I am studying about bioinformatics and Recently, I used annovar tools(table_annovar.pl) I got data(format csv) that Included chr/Func.refGene/Gene.refGene/ExonicFunc.refGene, etc...
So I tried data handling for counting chr per Variant of Func.refGene, Gene.refGene and ExonicFunc.refGene
I used spark-shell dataframe
I started spark-shell --master local[2] --driver-memory 16G --executor-memory 16G --executor-cores 8
My scala code is below
21/08/06 15:38:43 WARN NativeCodeLoader: Unable to load native-hadoop library for your platform... using builtin-java classes where applicable
Setting default log level to "WARN".
To adjust logging level use sc.setLogLevel(newLevel). For SparkR, use setLogLevel(newLevel).
21/08/06 15:38:46 WARN SparkConf: Note that spark.local.dir will be overridden by the value set by the cluster manager (via SPARK_LOCAL_DIRS in mesos/standalone/kubernetes and LOCAL_DIRS in YARN).
Spark context Web UI available at http://kbblogin2-ib.kobic.re.kr:4040
Spark context available as 'sc' (master = local[2], app id = local-1628231927063).
Spark session available as 'spark'.
Welcome to
____ __
/ __/__ ___ _____/ /__
_\ \/ _ \/ _ `/ __/ '_/
/___/ .__/\_,_/_/ /_/\_\ version 2.4.7
/_/
Using Scala version 2.11.12 (Java HotSpot(TM) 64-Bit Server VM, Java 1.8.0_251)
Type in expressions to have them evaluated.

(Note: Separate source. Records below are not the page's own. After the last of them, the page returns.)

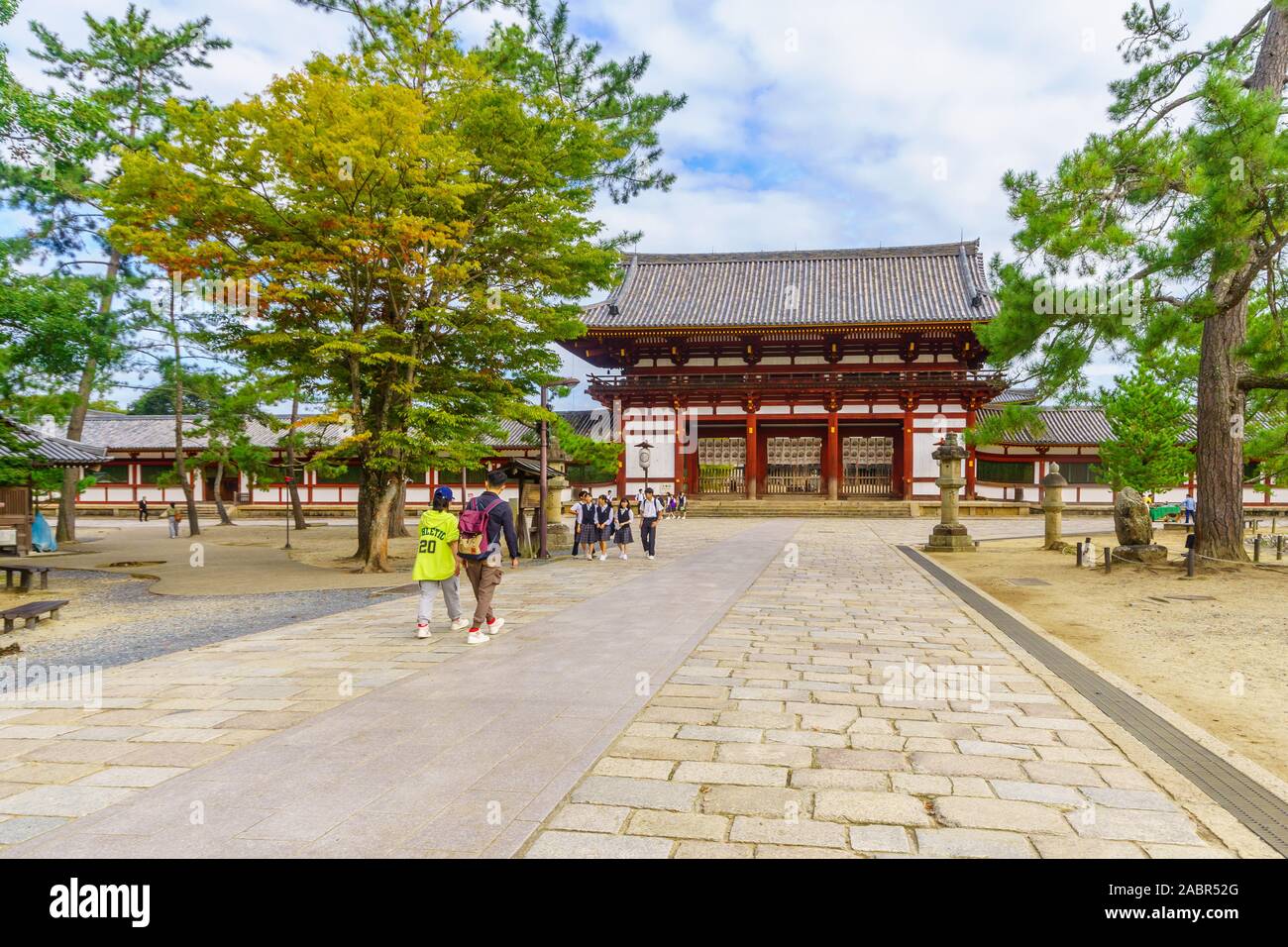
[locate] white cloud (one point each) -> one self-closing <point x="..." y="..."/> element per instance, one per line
<point x="810" y="124"/>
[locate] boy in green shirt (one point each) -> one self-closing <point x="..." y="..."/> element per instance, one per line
<point x="437" y="567"/>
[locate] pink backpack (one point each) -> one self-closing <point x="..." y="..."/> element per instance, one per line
<point x="473" y="526"/>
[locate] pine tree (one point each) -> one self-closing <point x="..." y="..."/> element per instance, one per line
<point x="1181" y="210"/>
<point x="1149" y="420"/>
<point x="117" y="88"/>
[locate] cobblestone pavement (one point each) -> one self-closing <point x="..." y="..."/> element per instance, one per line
<point x="833" y="712"/>
<point x="168" y="715"/>
<point x="774" y="732"/>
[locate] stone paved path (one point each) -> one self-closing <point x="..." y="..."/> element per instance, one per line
<point x="802" y="727"/>
<point x="458" y="758"/>
<point x="729" y="698"/>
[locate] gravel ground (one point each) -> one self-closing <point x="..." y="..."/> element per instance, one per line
<point x="145" y="625"/>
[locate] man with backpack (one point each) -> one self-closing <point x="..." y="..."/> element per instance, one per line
<point x="482" y="522"/>
<point x="649" y="513"/>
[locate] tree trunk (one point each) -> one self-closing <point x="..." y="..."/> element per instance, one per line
<point x="366" y="510"/>
<point x="1219" y="454"/>
<point x="76" y="423"/>
<point x="71" y="475"/>
<point x="398" y="514"/>
<point x="179" y="466"/>
<point x="296" y="508"/>
<point x="224" y="519"/>
<point x="1220" y="407"/>
<point x="381" y="492"/>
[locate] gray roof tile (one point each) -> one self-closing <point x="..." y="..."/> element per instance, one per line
<point x="51" y="451"/>
<point x="935" y="282"/>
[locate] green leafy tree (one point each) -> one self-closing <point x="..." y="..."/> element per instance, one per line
<point x="226" y="428"/>
<point x="117" y="88"/>
<point x="1181" y="208"/>
<point x="416" y="217"/>
<point x="200" y="390"/>
<point x="1149" y="420"/>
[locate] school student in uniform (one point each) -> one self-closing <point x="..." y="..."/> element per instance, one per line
<point x="579" y="513"/>
<point x="622" y="519"/>
<point x="589" y="528"/>
<point x="649" y="513"/>
<point x="603" y="525"/>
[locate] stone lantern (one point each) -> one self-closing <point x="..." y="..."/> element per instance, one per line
<point x="1052" y="506"/>
<point x="949" y="536"/>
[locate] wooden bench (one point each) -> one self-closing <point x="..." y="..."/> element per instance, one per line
<point x="30" y="613"/>
<point x="25" y="574"/>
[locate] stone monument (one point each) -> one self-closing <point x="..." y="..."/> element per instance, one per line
<point x="1052" y="508"/>
<point x="949" y="536"/>
<point x="1134" y="530"/>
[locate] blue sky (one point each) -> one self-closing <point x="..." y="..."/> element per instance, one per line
<point x="811" y="124"/>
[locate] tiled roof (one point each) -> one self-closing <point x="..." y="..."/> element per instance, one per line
<point x="1064" y="425"/>
<point x="51" y="451"/>
<point x="936" y="282"/>
<point x="156" y="432"/>
<point x="1016" y="395"/>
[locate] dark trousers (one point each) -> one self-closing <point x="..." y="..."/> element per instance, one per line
<point x="648" y="534"/>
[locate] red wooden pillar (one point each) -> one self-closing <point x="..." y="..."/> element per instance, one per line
<point x="621" y="458"/>
<point x="909" y="405"/>
<point x="677" y="467"/>
<point x="833" y="455"/>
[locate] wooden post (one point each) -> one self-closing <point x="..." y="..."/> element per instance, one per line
<point x="833" y="457"/>
<point x="621" y="458"/>
<point x="907" y="451"/>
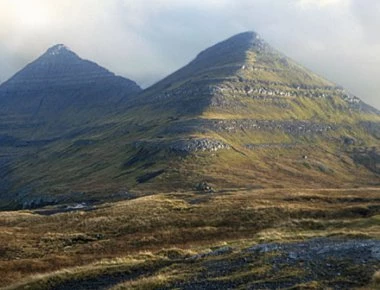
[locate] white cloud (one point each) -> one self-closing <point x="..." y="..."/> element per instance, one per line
<point x="147" y="39"/>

Type :help for more information.
scala> import spark.implicits._
scala> val df = spark.read.format("csv").option("header", "true").option("inferSchema", "true").load("file.csv")
scala> df.show(5)
+----+------------+------------+------------------+
| chr|Func_refGene|Gene_refGene|ExonicFunc_refGene|
+----+------------+------------+------------------+
|chr1| intergenic|NONE;DDX11L1| .|
|chr1| intergenic|NONE;DDX11L1| .|
|chr1| intergenic|NONE;DDX11L1| .|
|chr1| intergenic|NONE;DDX11L1| .|
|chr1| intergenic|NONE;DDX11L1| .|
+----+------------+------------+------------------+
only showing top 5 rows
scala> val Func_refGene = df.select("Func_refGene").distinct()

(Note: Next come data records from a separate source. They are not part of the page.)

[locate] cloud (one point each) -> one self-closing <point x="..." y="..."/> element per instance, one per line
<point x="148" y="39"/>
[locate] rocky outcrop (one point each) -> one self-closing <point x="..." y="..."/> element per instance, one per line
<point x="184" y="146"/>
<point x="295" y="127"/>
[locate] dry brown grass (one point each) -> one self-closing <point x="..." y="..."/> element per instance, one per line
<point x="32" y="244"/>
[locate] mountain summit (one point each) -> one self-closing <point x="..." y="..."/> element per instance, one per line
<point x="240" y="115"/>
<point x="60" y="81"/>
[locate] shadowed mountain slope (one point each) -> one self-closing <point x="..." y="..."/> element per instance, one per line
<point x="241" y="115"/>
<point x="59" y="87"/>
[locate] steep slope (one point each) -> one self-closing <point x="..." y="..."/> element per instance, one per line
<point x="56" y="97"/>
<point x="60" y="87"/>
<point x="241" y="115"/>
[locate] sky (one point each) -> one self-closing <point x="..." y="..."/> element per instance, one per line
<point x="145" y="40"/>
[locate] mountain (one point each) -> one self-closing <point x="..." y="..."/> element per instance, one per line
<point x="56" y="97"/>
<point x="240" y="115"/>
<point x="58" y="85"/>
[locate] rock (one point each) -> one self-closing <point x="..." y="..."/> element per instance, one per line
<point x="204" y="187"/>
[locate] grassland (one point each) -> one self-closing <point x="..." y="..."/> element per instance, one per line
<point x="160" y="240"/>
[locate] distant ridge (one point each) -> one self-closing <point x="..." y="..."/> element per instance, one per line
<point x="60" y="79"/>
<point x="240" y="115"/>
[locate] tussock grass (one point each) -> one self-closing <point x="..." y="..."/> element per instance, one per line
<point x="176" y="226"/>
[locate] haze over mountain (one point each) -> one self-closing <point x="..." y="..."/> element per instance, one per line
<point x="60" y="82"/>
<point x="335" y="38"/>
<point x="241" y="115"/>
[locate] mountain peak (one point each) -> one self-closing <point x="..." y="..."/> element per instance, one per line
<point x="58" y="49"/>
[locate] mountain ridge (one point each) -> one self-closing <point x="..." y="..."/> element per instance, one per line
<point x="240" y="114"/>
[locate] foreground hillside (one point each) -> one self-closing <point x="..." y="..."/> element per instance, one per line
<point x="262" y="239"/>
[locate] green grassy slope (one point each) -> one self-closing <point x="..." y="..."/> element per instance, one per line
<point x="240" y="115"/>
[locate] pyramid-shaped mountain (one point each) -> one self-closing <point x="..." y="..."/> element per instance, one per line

scala> Func_refGene.show()
+--------------------+
| Func_refGene|
+--------------------+
| UTR3|
| upstream|
| exonic|
| UTR5;UTR3|
| UTR5|
| splicing|
| intronic|
| ncRNA_exonic|
| ncRNA_intronic|
|ncRNA_exonic;spli...|
| exonic;splicing|
| ncRNA_UTR5|
| ncRNA_splicing|
| downstream|
| upstream;downstream|
| intergenic|
+--------------------+
scala> for(variant <- Func_refGene){
|val df_func = df.filter($"Func_refGene" === variant).groupBy("Chr").count()
|}
[Stage 14:================================================> (5 + 1) / 6]21/08/06 15:45:32 ERROR Executor: Exception in task 20.0 in stage 15.0 (TID 413)
java.lang.NullPointerException
at $line23.$read$$iw$$iw$$iw$$iw$$iw$$iw$$iw$$iw$$iw$$iw$$anonfun$1.apply(<console>:32)

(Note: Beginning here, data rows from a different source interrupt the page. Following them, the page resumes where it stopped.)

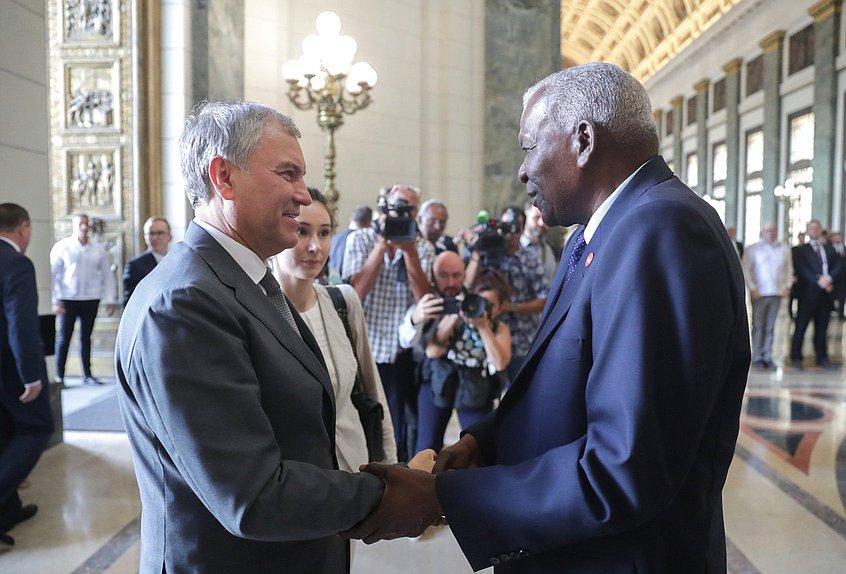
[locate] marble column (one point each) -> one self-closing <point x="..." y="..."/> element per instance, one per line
<point x="534" y="25"/>
<point x="658" y="118"/>
<point x="678" y="122"/>
<point x="773" y="54"/>
<point x="701" y="88"/>
<point x="826" y="16"/>
<point x="734" y="193"/>
<point x="217" y="50"/>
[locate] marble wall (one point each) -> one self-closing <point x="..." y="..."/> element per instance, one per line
<point x="522" y="45"/>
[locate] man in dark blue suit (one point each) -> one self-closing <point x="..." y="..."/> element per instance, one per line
<point x="610" y="450"/>
<point x="817" y="268"/>
<point x="24" y="403"/>
<point x="157" y="236"/>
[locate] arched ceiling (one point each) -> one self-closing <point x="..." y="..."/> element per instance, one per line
<point x="640" y="36"/>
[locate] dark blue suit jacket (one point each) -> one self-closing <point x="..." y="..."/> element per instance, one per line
<point x="135" y="270"/>
<point x="612" y="446"/>
<point x="21" y="349"/>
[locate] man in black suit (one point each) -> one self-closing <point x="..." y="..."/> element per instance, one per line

at $line23.$read$$iw$$iw$$iw$$iw$$iw$$iw$$iw$$iw$$iw$$iw$$anonfun$1.apply(<console>:31)
at scala.collection.Iterator$class.foreach(Iterator.scala:891)
at scala.collection.AbstractIterator.foreach(Iterator.scala:1334)
at org.apache.spark.rdd.RDD$$anonfun$foreach$1$$anonfun$apply$27.apply(RDD.scala:972)
at org.apache.spark.rdd.RDD$$anonfun$foreach$1$$anonfun$apply$27.apply(RDD.scala:972)
at org.apache.spark.SparkContext$$anonfun$runJob$5.apply(SparkContext.scala:2101)
at org.apache.spark.SparkContext$$anonfun$runJob$5.apply(SparkContext.scala:2101)
at org.apache.spark.scheduler.ResultTask.runTask(ResultTask.scala:90)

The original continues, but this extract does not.